Un début de presccription au cas par cas
En avril 2012, premier virage de l'ANSM. Toutjours pas d'AMM mais l'Agence française de sécurité sanitaire des produits de santé considère que les bénéfices cliniques de ce traitement contre l’alcoolodépendance sont bien réels. Les médecins vont pouvoir le prescrire "au cas par cas" dans le cadre du traitement alcoolique alors qu'il était délivré, jusqu'à présent, conmme décontractant musculaire.
Le moins que l’on puisse dire, c’est qu’il s’agit d’un revirement de position. En juin 2011, l’Afssaps mettait en garde les médecins quant à l’utilisation du baclofène. Dix mois plus tard, elle estime que de nouvelles études modifient la donne. C’est une étude française qui a fait basculer l’Afssaps. Les résultats obtenus auprès des 181 buveurs à haut risque étaient sans appel. Grâce au Baclofene, 60% des patients étaient devenus indifférents à l'alcool et maîtrisaient totalement leur consommation, 20% avaient une consommation à faible risque et chez les 20 % restants, le baclofène ne produisait aucun effet. Aucun traitement contre la dépendance à l’alcool ne peut en dire autant.
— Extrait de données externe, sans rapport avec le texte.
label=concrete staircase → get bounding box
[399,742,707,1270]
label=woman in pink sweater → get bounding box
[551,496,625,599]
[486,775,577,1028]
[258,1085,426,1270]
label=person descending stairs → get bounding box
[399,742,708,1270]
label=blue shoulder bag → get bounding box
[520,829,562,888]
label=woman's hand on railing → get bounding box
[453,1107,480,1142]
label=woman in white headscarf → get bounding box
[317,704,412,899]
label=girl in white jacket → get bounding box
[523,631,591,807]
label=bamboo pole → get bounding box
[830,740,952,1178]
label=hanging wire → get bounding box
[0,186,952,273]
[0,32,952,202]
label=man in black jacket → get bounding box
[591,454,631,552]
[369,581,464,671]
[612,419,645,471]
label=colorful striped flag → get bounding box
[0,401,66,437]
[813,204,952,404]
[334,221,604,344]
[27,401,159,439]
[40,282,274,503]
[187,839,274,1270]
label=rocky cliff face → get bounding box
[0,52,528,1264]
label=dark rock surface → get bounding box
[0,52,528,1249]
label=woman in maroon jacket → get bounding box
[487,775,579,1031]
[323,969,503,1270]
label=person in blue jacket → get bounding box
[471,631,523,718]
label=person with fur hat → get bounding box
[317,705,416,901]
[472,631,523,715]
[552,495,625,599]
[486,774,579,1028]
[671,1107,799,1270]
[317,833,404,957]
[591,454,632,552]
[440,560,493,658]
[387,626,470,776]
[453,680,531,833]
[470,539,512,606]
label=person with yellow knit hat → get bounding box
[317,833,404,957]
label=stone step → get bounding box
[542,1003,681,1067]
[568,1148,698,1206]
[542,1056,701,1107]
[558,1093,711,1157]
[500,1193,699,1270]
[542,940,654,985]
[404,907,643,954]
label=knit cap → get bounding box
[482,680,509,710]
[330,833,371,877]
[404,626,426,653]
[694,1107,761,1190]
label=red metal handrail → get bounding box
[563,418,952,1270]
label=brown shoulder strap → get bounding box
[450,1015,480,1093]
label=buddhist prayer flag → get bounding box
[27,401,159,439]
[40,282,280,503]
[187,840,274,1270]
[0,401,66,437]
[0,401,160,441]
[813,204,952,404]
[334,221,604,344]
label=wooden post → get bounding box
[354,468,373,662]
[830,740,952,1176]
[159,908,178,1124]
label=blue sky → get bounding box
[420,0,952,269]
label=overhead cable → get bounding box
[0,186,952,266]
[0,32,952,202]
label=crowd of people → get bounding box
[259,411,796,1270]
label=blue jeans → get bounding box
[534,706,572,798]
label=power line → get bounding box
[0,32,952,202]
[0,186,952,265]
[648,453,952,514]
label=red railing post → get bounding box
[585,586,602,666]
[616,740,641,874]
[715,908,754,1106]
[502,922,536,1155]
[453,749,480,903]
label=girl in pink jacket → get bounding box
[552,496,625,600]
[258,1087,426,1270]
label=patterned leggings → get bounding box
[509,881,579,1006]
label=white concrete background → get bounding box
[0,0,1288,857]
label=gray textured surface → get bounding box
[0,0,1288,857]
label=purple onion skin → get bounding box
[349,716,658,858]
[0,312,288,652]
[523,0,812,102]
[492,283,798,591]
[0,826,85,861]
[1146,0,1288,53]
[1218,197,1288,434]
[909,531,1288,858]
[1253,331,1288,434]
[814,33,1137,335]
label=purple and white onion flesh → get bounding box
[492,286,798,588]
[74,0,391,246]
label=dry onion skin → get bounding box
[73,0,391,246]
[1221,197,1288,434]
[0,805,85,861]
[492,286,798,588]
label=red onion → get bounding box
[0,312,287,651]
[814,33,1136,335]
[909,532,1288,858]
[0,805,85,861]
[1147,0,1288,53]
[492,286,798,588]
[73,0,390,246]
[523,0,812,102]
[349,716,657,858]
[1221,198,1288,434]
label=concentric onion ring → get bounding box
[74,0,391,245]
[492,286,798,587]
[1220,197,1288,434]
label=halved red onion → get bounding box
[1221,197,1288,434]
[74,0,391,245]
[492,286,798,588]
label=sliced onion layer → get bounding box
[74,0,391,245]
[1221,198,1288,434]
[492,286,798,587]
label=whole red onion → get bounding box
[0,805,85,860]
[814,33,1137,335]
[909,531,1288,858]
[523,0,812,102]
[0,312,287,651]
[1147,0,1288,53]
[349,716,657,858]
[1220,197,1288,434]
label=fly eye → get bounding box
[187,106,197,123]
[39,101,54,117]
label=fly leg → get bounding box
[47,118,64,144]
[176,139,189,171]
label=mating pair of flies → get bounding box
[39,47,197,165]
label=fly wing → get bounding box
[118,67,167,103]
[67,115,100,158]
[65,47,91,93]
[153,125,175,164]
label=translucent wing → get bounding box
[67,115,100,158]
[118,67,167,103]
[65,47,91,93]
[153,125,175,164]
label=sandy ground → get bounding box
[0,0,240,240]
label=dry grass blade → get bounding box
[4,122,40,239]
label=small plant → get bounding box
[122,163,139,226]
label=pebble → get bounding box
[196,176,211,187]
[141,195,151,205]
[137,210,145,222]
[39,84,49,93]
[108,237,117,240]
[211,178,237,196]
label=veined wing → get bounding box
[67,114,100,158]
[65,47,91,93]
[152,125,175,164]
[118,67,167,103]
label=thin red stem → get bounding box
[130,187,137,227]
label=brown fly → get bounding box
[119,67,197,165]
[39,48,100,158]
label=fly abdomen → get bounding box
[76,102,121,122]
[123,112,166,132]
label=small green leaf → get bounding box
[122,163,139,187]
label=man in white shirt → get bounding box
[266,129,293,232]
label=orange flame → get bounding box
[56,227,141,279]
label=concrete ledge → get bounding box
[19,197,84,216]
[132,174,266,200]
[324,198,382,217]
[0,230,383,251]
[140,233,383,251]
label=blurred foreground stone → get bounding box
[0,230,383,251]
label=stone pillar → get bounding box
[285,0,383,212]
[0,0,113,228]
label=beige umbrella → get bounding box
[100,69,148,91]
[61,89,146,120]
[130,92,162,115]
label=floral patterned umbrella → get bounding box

La mobilisation des médecins
Un an plus tard, en avril 2013, les médecins se mobilisent. A l’initiative de plusieurs professeurs, pour certains membres de l’Académie de médecine ou de l’Académie de pharmacie, et avec en tête l’ancien président du comité d’éthique, le Pr Didier Sicard, ces spécialistes lancent une pétition. Ils souhaitent accéléerer le cours de l'histoire et« mettre un terme aussi rapidement que possible à ce retard aux conséquences graves pour les malades qui seraient sensible au baclofène ». En clair, les médecins souhaitent une AMM pour sortir de l'illégalité quand ils prescrivent ce médicament
La délivrance d’une recommandation temporaire d’utilisation
Tous ces combats ont finalement porté leurs fruits. Selon l’Assurance Maladie, entre 2008 et 2013, plus de 50 000 patients avaient eu recours au baclofène et 7 000 médecins l’avaient prescrit malgré l’absence de véritable cadre légal. « Une innovation telle que le baclofène ne peut être ignorée », avait assuré le Pr Dominique Maraninchi, directeur général de l’Agence du médicament. Au mois de juin 2013, il avait annoncé la prochaine délivrance d'une recommandation temporaire d’utilisation (RTU), valable trois ans et permettant aux médecins de prescrire le baclofène pour traiter l'alcoolisme. Ladite RTU a été délivrée à la mi-mars 2014. Dans son avis, l’Agence sanitaire avait précisé les conditions dans lesquelles il pourra être utilisé dans le traitement de l’alcoolisme : les médecins avaient l’autorisation de le prescrire dans « l’aide au maintien de l’abstinence après sevrage chez les patients dépendants à l’alcool et en échec des autres traitements. La 2ème indication était la « réduction majeure de la consommation d’alcool jusqu’à un niveau faible de consommation (…) chez des patients alcoolo-dépendants à haut risque et en échec des traitements disponibles. Il ne manquait alors plus que l’ultime étape de reconnaissance du médicament dans cette indication : son remboursement. C'est désormais chose faite.